带她参加了我名义上的未婚妻罗小夏的生日宴。真搞不明白这些女人究竟在想些什么,明明已经对她说得清清楚楚了,我不会娶她,我对她根本就没感觉,为何她仍是以我的未婚妻自居?
与罗小夏礼节性地跳了一支舞,却发现她与一城跳得正欢,还有说有笑的模样。
我气得直咬牙,一城与她是同学兼好友,并且一城还暗恋过她,瞧他们相谈甚欢的模样,倒比我更像一对情侣。
尤其他们跳探戈时的默契与灵动,那眼神里的热切与兴奋,紧贴的肢体语言---我嫉中火烧,再也顾不得绅士风度,急冲冲地把她抓了回去。

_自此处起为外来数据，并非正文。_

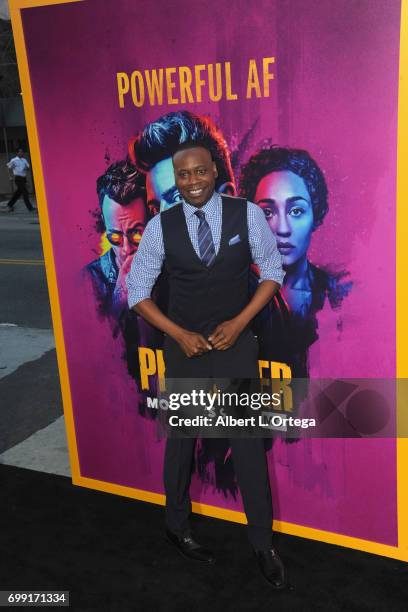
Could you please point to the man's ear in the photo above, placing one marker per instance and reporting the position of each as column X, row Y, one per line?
column 227, row 188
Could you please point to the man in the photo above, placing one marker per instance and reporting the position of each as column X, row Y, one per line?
column 18, row 167
column 153, row 148
column 207, row 244
column 122, row 200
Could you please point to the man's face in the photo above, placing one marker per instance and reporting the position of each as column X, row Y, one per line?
column 124, row 226
column 162, row 192
column 195, row 175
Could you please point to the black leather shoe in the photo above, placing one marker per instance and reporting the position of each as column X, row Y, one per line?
column 190, row 549
column 272, row 567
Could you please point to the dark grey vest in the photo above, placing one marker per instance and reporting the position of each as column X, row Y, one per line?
column 201, row 297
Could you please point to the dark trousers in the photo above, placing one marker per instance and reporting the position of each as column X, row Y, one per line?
column 21, row 185
column 248, row 454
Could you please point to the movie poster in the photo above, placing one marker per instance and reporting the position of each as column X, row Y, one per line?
column 299, row 101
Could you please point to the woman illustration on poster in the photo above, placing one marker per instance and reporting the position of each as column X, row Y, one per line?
column 291, row 189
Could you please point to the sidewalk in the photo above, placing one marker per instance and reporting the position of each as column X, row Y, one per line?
column 32, row 433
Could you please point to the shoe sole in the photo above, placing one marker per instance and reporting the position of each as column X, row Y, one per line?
column 185, row 556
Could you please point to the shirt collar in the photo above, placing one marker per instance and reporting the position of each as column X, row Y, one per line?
column 209, row 208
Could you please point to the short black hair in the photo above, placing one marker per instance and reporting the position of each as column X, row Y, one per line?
column 121, row 182
column 160, row 139
column 184, row 146
column 299, row 162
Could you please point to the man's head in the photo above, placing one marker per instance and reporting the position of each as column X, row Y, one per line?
column 122, row 199
column 195, row 173
column 153, row 148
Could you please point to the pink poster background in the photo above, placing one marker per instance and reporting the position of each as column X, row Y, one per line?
column 334, row 94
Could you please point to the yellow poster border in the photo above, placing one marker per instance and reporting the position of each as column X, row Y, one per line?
column 397, row 552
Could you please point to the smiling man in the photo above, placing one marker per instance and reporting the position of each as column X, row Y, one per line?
column 207, row 244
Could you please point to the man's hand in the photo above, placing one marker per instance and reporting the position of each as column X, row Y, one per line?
column 192, row 344
column 225, row 334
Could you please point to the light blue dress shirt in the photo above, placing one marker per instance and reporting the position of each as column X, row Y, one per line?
column 148, row 260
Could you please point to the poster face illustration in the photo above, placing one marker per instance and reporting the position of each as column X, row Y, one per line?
column 299, row 102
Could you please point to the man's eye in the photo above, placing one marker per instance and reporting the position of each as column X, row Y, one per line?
column 296, row 212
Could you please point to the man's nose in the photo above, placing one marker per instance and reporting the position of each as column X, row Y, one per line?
column 283, row 226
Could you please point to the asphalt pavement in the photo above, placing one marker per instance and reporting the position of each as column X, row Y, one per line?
column 32, row 432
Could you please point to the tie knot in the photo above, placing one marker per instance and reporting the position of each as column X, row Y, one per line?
column 200, row 214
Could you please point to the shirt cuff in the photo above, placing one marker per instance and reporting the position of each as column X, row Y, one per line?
column 277, row 276
column 135, row 297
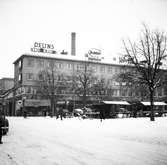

她在离开时还大叫一城救她,我气得抓狂,冷声威胁她:“你再叫一声试试。”
她吼道:“为什么不敢?乔一鸣,乔一鸣,王八蛋乔一鸣,衣冠禽兽,变态狂---”她接连骂了好多字眼,我却被气笑了,这个可恶又总是左右我喜怒的女人。
*
抽空去找了一城,警告他离她远一点。
一城仍是沉静斯文的模样,对于我形于外的冷冽与怒火视而不见,只是淡淡地笑着说:“既然喜欢她,为何丢下她跑去与别的女人跳舞?”
我一时语塞,冷声道:“是我自己的私事,与你无关。”
一城定定盯我半晌,说:“你已经爱上她了?”在我怔然的眸光下,他嘲讽一笑:“原来你也有陷进去的时候。”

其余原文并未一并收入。